Reliant upon detailed GPS systems that dictate where to plant crops and maximize land usage, farmers across the continent found their tractors and planters rendered effectively useless.

“My tractor just didn’t work,” Patrick O’Connor, a farmer in Blooming Prairie, Minnesota, told Minnesota Public Radio. “I had some decisions I had to make.”

GPS systems help farmers plant their crops in the most efficient manner. Not using GPS means an average income loss of 15 percent, the Calgary Herald reports. Some growers opt to pay for a subscription that offers access to a few additional satellites, and these were the machines most affected by the solar storm. Thousands of on-farm units were likely affected.

But the outage was likely a one-off, the New York Times reports, due to the unusual strength of the geomagnetic storm, and not a regular occurrence farmers will need to anticipate. Still, alternative technologies that won’t be affected by such weather are in development.

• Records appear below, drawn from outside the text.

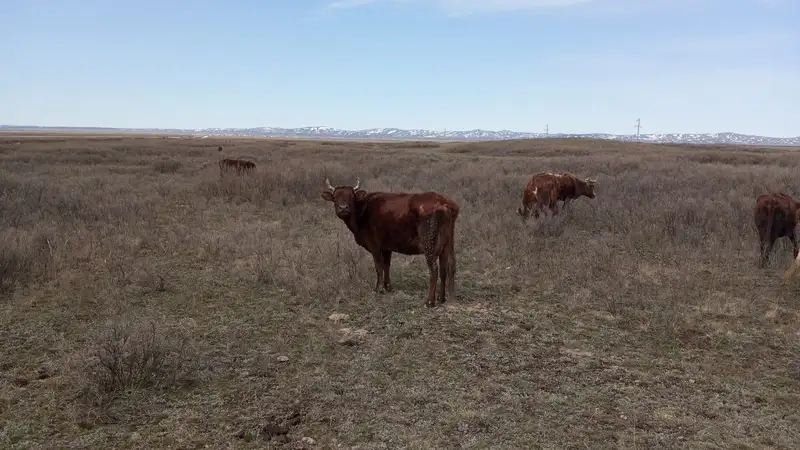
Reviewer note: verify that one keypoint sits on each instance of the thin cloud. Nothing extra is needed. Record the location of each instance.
(345, 4)
(469, 7)
(749, 41)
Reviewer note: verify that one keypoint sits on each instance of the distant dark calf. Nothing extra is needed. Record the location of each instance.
(775, 216)
(241, 166)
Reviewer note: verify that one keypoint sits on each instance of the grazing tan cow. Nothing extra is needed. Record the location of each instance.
(241, 166)
(547, 188)
(407, 223)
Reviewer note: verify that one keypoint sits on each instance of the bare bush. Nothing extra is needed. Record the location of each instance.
(168, 166)
(127, 355)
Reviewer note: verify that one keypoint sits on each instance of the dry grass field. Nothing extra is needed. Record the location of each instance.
(148, 304)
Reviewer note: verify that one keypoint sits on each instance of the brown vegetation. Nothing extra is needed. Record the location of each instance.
(147, 303)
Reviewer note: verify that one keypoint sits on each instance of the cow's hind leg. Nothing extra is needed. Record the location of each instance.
(387, 262)
(766, 249)
(379, 269)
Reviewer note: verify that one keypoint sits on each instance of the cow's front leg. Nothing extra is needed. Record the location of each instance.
(387, 262)
(378, 259)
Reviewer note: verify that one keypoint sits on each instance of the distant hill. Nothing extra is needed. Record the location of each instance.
(397, 133)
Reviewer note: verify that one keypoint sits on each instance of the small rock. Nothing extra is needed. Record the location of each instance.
(271, 430)
(338, 317)
(350, 337)
(43, 373)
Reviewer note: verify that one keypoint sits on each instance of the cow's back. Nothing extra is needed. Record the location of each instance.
(775, 214)
(389, 219)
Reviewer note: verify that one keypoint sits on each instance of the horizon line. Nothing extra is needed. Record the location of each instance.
(442, 130)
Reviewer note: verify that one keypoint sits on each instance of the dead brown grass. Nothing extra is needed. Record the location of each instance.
(146, 303)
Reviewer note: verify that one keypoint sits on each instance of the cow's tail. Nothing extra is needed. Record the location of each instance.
(440, 240)
(775, 220)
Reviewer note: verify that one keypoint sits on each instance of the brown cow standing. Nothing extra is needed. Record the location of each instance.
(547, 188)
(241, 166)
(775, 216)
(402, 222)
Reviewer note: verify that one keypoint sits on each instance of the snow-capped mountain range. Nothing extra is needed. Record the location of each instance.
(397, 133)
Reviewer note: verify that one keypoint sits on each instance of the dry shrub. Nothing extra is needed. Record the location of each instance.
(14, 266)
(168, 166)
(127, 355)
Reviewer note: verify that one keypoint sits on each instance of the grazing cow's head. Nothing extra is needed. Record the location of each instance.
(344, 198)
(589, 187)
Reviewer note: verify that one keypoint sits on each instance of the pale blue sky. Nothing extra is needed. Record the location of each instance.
(577, 65)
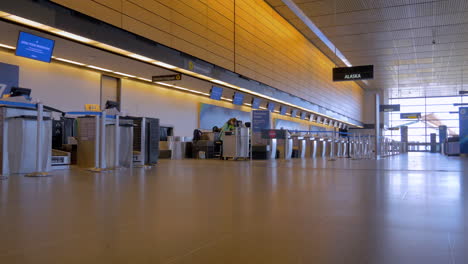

This Week’s Top Water Stories, Told In Numbers

300

Number of people who died in northern Afghanistan this weekend, according to the United Nations World Food Program. Heavy weekend rains triggered flash floods that swept away more than 1,000 homes in the latest extreme rain event in the country, which has experienced an unusually wet spring, Al Jazeera reports. The floods decimated livestock, submerged farmland, and destroyed irrigation systems and canals that had previously supported growers during periods of drought. This loss of farming systems is especially poignant given Afghanistan’s dire food insecurity — one in 10 Afghan children under the age of five is malnourished, and 45 percent are stunted.

 

25

Percent of Los Angeles County residents whose water needs for the year will be met with stormwater that was captured and stored during an unusually wet winter, Yale Environment 360 reports. For more than two decades, water storage improvements totaling more than $1 billion have been installed throughout the county. These efforts paid off this winter, as 96 billion gallons of water were collected, enough to supply a year’s worth of water for 2.4 million people, the Los Angeles Times reports

On the Radar

Fourteen million residents in the metropolitan area of Bengaluru, India, are being advised to take shorter showers and use disposable cutlery as taps and wells run dry, CNN reports. In need of some 528 million gallons of water each day, only half of that is currently accessible. Reliant upon man-made lakes, water pipes, and reservoirs for its water storage and delivery, Bengaluru is vulnerable to temperature rise and pollution. A weak monsoon season last year placed reserves in feeble standing. Water trucks are bringing limited volumes of the resource to neighborhoods, with hundreds of people expected to share just several hundreds gallons of water for days at a time.

More Water News

Latin America and Caribbean: A new World Meteorological Organization report highlights a dismal past year of drought, heat, and sporadic, extreme rainfall throughout the region that hindered economic growth and food security. 

UK Pesticides: The country’s National Farmers Union lobbied last year to raise the threshold of pesticides allowed in drinking water, according to documents obtained and reported on by Greenpeace’s Unearthed.